研究者は,転写,RNAスプライシング,およびポリアデニレーションに関与する多数の新しいヒト遺伝子を特定しました. この発見は,他の生物と比較して,ヒトの遺伝子発現の複雑性が高まっていることを示しています.

さらに関連する動画

Screening for Functional Non-coding Genetic Variants Using Electrophoretic Mobility Shift Assay (EMSA) and DNA-affinity Precipitation Assay (DAPA)
11:35

Screening for Functional Non-coding Genetic Variants Using Electrophoretic Mobility Shift Assay (EMSA) and DNA-affinity Precipitation Assay (DAPA)

Published on: August 21, 2016

Transcriptomic Analysis of C. elegans RNA Sequencing Data Through the Tuxedo Suite on the Galaxy Project
10:19

Transcriptomic Analysis of C. elegans RNA Sequencing Data Through the Tuxedo Suite on the Galaxy Project

Published on: April 8, 2017

関連する実験動画

Last Updated: May 12, 2026

Hi-C: A Method to Study the Three-dimensional Architecture of Genomes.
22:27

Hi-C: A Method to Study the Three-dimensional Architecture of Genomes.

Published on: May 7, 2010

Screening for Functional Non-coding Genetic Variants Using Electrophoretic Mobility Shift Assay (EMSA) and DNA-affinity Precipitation Assay (DAPA)
11:35

Screening for Functional Non-coding Genetic Variants Using Electrophoretic Mobility Shift Assay (EMSA) and DNA-affinity Precipitation Assay (DAPA)

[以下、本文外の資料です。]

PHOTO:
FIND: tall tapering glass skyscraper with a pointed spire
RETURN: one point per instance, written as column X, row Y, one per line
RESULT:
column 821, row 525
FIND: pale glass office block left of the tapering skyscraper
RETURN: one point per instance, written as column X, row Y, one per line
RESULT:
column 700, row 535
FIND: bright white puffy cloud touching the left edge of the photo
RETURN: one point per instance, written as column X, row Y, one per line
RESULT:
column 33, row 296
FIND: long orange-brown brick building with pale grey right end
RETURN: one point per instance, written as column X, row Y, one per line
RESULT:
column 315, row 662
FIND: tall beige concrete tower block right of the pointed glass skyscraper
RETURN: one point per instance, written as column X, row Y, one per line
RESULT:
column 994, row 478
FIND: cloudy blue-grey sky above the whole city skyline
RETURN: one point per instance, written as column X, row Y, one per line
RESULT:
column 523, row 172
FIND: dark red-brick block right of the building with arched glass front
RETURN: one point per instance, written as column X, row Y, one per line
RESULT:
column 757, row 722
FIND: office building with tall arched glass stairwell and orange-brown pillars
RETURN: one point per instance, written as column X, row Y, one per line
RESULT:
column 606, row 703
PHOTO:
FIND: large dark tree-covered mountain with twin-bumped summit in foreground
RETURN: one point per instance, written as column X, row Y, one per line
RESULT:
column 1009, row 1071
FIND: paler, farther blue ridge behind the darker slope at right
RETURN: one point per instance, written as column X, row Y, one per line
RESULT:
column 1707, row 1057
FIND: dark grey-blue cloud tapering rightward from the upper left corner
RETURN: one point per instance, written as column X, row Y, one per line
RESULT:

Published on: August 21, 2016

Transcriptomic Analysis of C. elegans RNA Sequencing Data Through the Tuxedo Suite on the Galaxy Project
10:19

Transcriptomic Analysis of C. elegans RNA Sequencing Data Through the Tuxedo Suite on the Galaxy Project

Published on: April 8, 2017

科学分野:

  • 分子生物学は分子生物学である.
  • ゲノミクスゲノミクスとは
  • 遺伝子発現の表現について

背景:

  • 人間のゲノムには多数の遺伝子が含まれているが,核遺伝子発現を調節するタンパク質は完全に特徴づけられていない.
  • 遺伝子発現を理解することは,細胞機能と疾患メカニズムを解読する上で極めて重要です.

研究 の 目的:

  • 核の重要な遺伝子発現プロセスに関与する新しいヒト遺伝子を特定する.
  • ヒトの遺伝子発現機構の複雑さを他のモデル生物の複雑さと比較する.

主な方法:

  • 人間のゲノム配列のバイオ情報分析.
  • タンパク質をコードする潜在的な遺伝子の配列ベースの識別.

主要な成果:

  • 新しいタンパク質をコードする多数の候補遺伝子が特定されました.
  • これらの遺伝子は,転写,前伝達 RNA スプライシング,およびポリアデニレーションに関与しています.
  • 人間の遺伝子発現の複雑性は,Drosophila melanogasterやCaenorhabditis elegansよりも著しく高いようです.

結論:

  • 人間のゲノムは,核遺伝子の発現のためにこれまで知られていなかった多くの要因をコードしています.
  • ゲノムデータは,遺伝子発現の調節を研究するための新しい実験戦略の基礎を提供します.